IAS officer Supriya Sahu has been named a 2025 UN Champions of the Earth laureate, earning the world's highest environmental honour in the Inspiration and Action category.

IAS Officer, Behind Project To Tackle Extreme Heat, Wins UN Environment Award
Chennai:

IAS officer Supriya Sahu has been named a 2025 UN Champions of the Earth laureate, earning the world's highest environmental honour in the Inspiration and Action category. The Additional Chief Secretary to the Government of Tamil Nadu received the award last night at a special ceremony hosted by the UN Environment Programme (UNEP) in Nairobi.

The award recognises individuals and institutions whose work offers transformative solutions to the planet's most urgent environmental challenges. UNEP said this year's laureates represent the strongest examples of scalable approaches to tackling the triple planetary crisis of climate change, biodiversity loss and pollution.

Sahu has been honoured for her pioneering, long-standing environmental leadership in India, particularly her work on plastic reduction, wildlife conservation, and more recently, sustainable cooling - an area UNEP described as "critical for a warming world."

At the heart of her recent work is Tamil Nadu's Cool Roof Project, which has emerged as a model for cities worldwide struggling with extreme heat. Under the Urban Heat Mitigation Project in Chennai, cool roof technology was piloted at the Lighthouse Project site, where Silka cool roof paint, with a high Solar Reflective Index of 102, was applied on two residential blocks covering 200 houses. The impact was striking: indoor temperatures dropped 5 to 8 degrees Celsius during peak summer months, offering a low-cost, passive cooling solution that reduces energy demand while safeguarding vulnerable communities.

Calling the initiative a "game changer", UNEP noted that such community-centred interventions help keep neighbourhoods cool without warming the planet, demonstrating how local innovation can shape global climate action.

In her acceptance speech, Sahu said she believed governments play a vital role in tackling climate change, but lasting change begins when people lead. "Climate action must become a people's movement," she said, sharing experiences from her years of service - from elephants and tigers forced to forage through plastic waste in the Nilgiris to witnessing mangroves save countless lives during the 2004 tsunami. These moments, she said, reinforced her belief that "nature protects those who protect her."

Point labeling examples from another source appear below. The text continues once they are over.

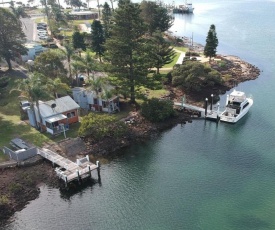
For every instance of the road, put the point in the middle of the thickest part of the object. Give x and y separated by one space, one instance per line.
29 29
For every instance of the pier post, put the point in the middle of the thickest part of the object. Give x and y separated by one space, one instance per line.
66 181
206 103
218 112
98 170
78 176
211 106
90 173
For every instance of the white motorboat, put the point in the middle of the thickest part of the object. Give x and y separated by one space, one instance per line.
187 7
237 105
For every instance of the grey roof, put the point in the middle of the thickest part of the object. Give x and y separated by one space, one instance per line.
63 104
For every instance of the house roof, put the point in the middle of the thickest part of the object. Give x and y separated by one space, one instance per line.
62 104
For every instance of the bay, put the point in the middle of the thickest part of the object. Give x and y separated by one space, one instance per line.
201 175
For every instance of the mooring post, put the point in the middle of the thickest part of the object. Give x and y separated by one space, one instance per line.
90 173
66 181
218 112
211 106
206 103
78 176
98 169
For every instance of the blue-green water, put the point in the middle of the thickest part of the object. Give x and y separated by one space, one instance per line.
197 176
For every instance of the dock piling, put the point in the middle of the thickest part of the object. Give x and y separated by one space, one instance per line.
206 103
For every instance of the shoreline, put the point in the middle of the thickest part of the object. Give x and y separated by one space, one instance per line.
19 185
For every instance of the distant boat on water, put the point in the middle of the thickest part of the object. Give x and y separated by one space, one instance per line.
186 8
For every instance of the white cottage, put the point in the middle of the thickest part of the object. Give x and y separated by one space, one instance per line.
88 99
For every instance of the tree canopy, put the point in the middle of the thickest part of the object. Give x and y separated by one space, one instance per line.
127 50
12 37
212 42
98 38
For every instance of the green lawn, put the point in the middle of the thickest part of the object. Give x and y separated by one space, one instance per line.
11 125
183 49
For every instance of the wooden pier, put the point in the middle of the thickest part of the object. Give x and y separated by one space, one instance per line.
68 170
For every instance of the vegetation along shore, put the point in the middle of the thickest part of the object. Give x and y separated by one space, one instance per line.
146 68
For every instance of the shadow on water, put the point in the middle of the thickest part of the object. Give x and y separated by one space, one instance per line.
76 188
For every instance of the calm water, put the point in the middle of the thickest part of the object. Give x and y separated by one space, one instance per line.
197 176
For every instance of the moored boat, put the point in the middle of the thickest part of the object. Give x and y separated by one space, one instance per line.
185 8
237 105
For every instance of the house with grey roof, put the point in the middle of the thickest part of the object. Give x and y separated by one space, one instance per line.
89 100
56 115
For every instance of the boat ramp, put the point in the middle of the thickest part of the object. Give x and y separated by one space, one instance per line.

Tamil Nadu Chief Minister MK Stalin applauded her achievement, calling it a moment of pride for the state. "This UN honour for Supriya Sahu makes Tamil Nadu proud," he said, praising her commitment to wetlands restoration, expansion of mangrove cover, protecting endangered species and reducing plastic use. "I believe this award will further inspire her work and strengthen the state's efforts to combat climate change in a sustainable and people-centric manner," he added.